Perform an UPSERT in Firebolt

Overview

In many SQL databases, the UPSERT or MERGE command allows you to alter existing data by either inserting a new row or updating an existing row. You may want to perform an upsert if your new file contains a mix of brand new and old records with minor changes. This commonly occurs with customer information tables, where a single day's load has both rows representing new customers and rows representing customers who have changed their address, phone number, or email.

An UPSERT or MERGE command can be replicated in Firebolt by using staging tables, INSERT statements, and DELETE statements. This article explains the process for performing an upsert operation in Firebolt.

How to Perform an UPSERT in Firebolt

Outline of Steps

  1. Create a control table to hold the maximum date in the fact table where you are inserting/updating data, to identify which source data needs to be added.
  2. Create a staging table to contain records in your source file that need to be updated in your destination fact table.
  3. Delete any records in the fact table that also exist in the updates staging table (records that will be updated).
  4. Insert records from the updates staging table into the fact table to replace the deleted records.
  5. Insert any new records from your source file into your destination fact table.
  6. Drop the temporary date control and staging tables.

Detailed How-To

STEP 1: Create date control table

SQL:

CREATE TABLE IF NOT EXISTS control_maxdate AS (  SELECT MAX(source_file_timestamp) AS max_time  FROM fact_table);

Creating a date control table will allow you to identify which source data needs to be added to your table. In this statement, we will be looking for the maximum source_file_timestamp in your existing fact table. Materialize this value as a table at the beginning of your upsert process so that the upsert can be performed as two INSERT statements executed sequentially.
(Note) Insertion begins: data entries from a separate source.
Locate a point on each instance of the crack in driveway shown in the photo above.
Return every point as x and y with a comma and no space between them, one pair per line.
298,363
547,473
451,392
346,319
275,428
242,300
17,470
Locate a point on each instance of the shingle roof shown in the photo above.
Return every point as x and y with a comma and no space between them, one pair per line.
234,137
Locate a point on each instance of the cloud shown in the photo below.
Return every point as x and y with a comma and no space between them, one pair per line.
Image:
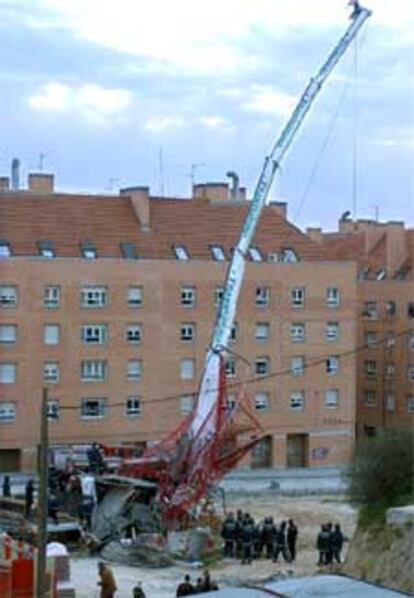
266,99
91,101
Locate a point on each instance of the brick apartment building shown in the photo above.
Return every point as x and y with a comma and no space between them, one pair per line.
110,301
384,253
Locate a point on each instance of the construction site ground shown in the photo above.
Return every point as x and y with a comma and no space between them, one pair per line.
309,513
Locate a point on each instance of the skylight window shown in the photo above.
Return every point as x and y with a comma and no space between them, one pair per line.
46,249
4,249
181,253
218,253
129,251
255,254
88,250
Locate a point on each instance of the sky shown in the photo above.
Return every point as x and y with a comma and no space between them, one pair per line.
108,94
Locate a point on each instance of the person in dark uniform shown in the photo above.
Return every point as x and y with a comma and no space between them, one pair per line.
268,536
337,542
322,545
6,486
292,535
280,544
228,533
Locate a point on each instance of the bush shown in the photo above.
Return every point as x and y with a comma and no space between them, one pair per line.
381,473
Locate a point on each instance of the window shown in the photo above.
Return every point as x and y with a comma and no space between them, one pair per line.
186,404
370,398
297,332
134,296
93,370
288,256
51,371
188,296
94,334
230,367
181,253
133,406
261,366
88,250
262,331
389,369
218,296
94,296
53,410
4,249
7,373
134,333
261,401
129,251
332,398
134,369
332,365
46,249
332,331
187,332
218,253
8,296
390,308
93,408
370,309
297,400
370,367
297,365
297,297
332,297
389,402
262,298
7,411
255,254
187,367
8,334
371,339
51,334
51,297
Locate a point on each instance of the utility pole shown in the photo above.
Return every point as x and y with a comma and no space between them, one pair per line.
42,499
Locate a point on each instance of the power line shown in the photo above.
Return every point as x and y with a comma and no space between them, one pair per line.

This is crucial as the first step, because the maximum date present in the fact table will change after your initial INSERT, which will prevent you from successfully completing the full upsert operation otherwise.

STEP 2: Create updates staging table

SQL:

CREATE TABLE IF NOT EXISTS updates_table AS (  WITH external_table AS (    SELECT      *    FROM <your_external_table>      WHERE source_file_timestamp > (SELECT max_time FROM control_maxdate)      AND <record_id> IN (SELECT DISTINCT <record_id> FROM <your_fact_table>)      GROUP BY <record_id>   )    SELECT     f.* EXCLUDE (f.source_file_name, f.source_file_timestamp)    , e.source_file_name AS source_file_name_new    , e.source_file_timestamp AS source_file_timestamp_new  FROM <your_fact_table> f   INNER JOIN <your_external_table> e    ON f.<record_id> = e.<record_id>    WHERE f.source_file_name <> e.source_file_name);

💡 Remember to replace <record_id>, <your_fact_table> and <your_external_table> with the appropriate values for your data! 💡

This query creates a new fact table that contains only the rows that need to be updated, identifying these rows by comparing the record IDs present in the source data (an external table in Firebolt) to the record IDs present in your fact table. Any record IDs that appear in both tables represent updates.

STEP 3: Delete records in fact table

SQL:

DELETE FROM <your_fact_table>  WHERE <record_id> IN (SELECT DISTINCT <record_id> FROM updates_table); 

💡 Remember to replace <record_id> and <your_fact_table> with the appropriate values for your data! 💡

This query deletes records from your fact table that need to be updated. These will be inserted as new records in the next step.

STEP 4: Insert records from updates staging table

SQL:

INSERT INTO <your_fact_table>  SELECT *   FROM updates_table;

This query inserts the updated records from step 2 into your fact table.

STEP 5: Insert new records from source file

SQL:

INSERT INTO <your_fact_table>SELECT  *  , source_file_name  , source_file_timestampFROM <your_external_table>  WHERE source_file_timestamp > (SELECT max_time FROM control_maxdate)  AND <record_id> NOT IN (SELECT DISTINCT <record_id> FROM <your_fact_table);

💡 Remember to replace <record_id>, <your_fact_table> and <your_external_table> with the appropriate values for your data! 💡

Next, you will insert the records from your source data that are not already represented in your fact table. This query identifies these records by looking for the most recent data from your source file with unique IDs not already present in your fact table.

STEP 6: Drop date control and updates staging tables

SQL:

DROP TABLE control_maxdate;DROP TABLE updates_table;

This command deletes the date control table and the updates staging table so that you can recreate them during your next ingestion.